Competition experiment

Intraspecies competition experiments are an appropriate tool to monitor how mutations of certain genes can affect the fitness of the respective bacterial population under certain conditions. Co-cultivation of two strains which differ in a single locus on the chromosome and which express the fluorophores YFP and CFP is an illustrative way to visualize the competition between those strains.

The Material
  • LB medium
  • SP agar plates
  • Minimal medium (or the desired medium)
  • Glycerol (50%)
  • NaCl (0.9%)
The Procedure
  1. Use a fresh colony of the B. subtilis strains of interest, one strain should express YFP and the other strain CFP, to inoculate 4 ml LB medium with the appropriate antibiotics. Incubate the cultures overnight at 28°C and 220 rpm.
  2. Prepare cryo cultures with an OD600 of 1.0 of the overnight cultures.
  3. Prepare three pre-cultures of the cfp- and yfp-labeled strains.
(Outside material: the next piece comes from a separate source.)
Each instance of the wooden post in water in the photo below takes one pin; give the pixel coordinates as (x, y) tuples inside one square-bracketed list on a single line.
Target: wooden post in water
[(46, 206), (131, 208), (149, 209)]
Inoculate 4 ml LB medium containing the appropriate antibiotics with 1 µl of the cryo culture which have an OD600 of 1.0. Incubate the cultures overnight at 28°C and 220 rpm.
  4. The next morning, measure the OD600 of the pre-cultures of each strain and use those cultures, which have a similar OD600 between 1.0 and 1.5.
  5. In 100 ml shake flasks inoculate 20 ml of minimal medium (or the medium in which you will perform the competition experiment) to an OD600 of 0.05 with each of the two strains you want to analyze. This step ensures that your strains are mixed in a 1:1 ratio at the beginning of the experiment.
  6. Harvest directly 10 ml of the culture (point of time t0) in a 15 ml falcon tube by centrifugation for 10 min at 4,000 g.
  7. Re-suspend the pellet in 500 µl LB medium and transfer the cells to a sterile 1.5 ml Eppendorf cup. Prepare a cryo culture by adding 500 µl of 50% glycerol. Store the cryo culture at -80°C.
  8. Incubate the rest of the culture at 37°C and 220 rpm for 24 h in the dark.
  9. After 7 h (time t7) and after 24 hrs (time t24) take additional samples from the growing culture. Measure the OD600 and prepare with appropriate amounts of cells cryo cultures of OD600 1.0. Store them at -80°C.
  10. After all the samples are taken, thaw the cryo cultures on ice and dilute the cells in 0.9% saline up to a dilution of 10-3.
  11. For counting of the survivors, plate 100 µl of the 10-3 dilution on SP plates with a sterile glass pipette and incubate the plates over night at 37°C in the dark.
  12. For illustrative figures, you can additionally spot 10 µl of the 10-4 dilution of the samples from the different time points next to each other on a SP plate, which you incubate over night at 37°C in the dark.
  13. The next day, you can count the grown colonies (from step 11.) under the stereo fluorescence microscope. Using the YFP and CFP filter set, the survivors of the yfp- labeled and cfp-labeled strain, respectively, can be made visible and you can exactly determine the outcome of the competition experiment. (Dividing the plate with a black pen into four parts and labelling the already counted colonies makes counting easier!) With respect to the total number of colonies on the plate, calculate the percentage of „blue“ and „yellow“ colonies.
  14. To make the clonal composition of the cell population visible at a glance, analyze the spotted samples. Use the cold light source of the stereo fluorescence microscope to bring the spot into focus. Switch the filter to the CFP-filter and take a picture. Do the same for the YFP-filter without moving the plate.
  15. With Adobe Photoshop construct merged pictures of the pictures taken from the different spots.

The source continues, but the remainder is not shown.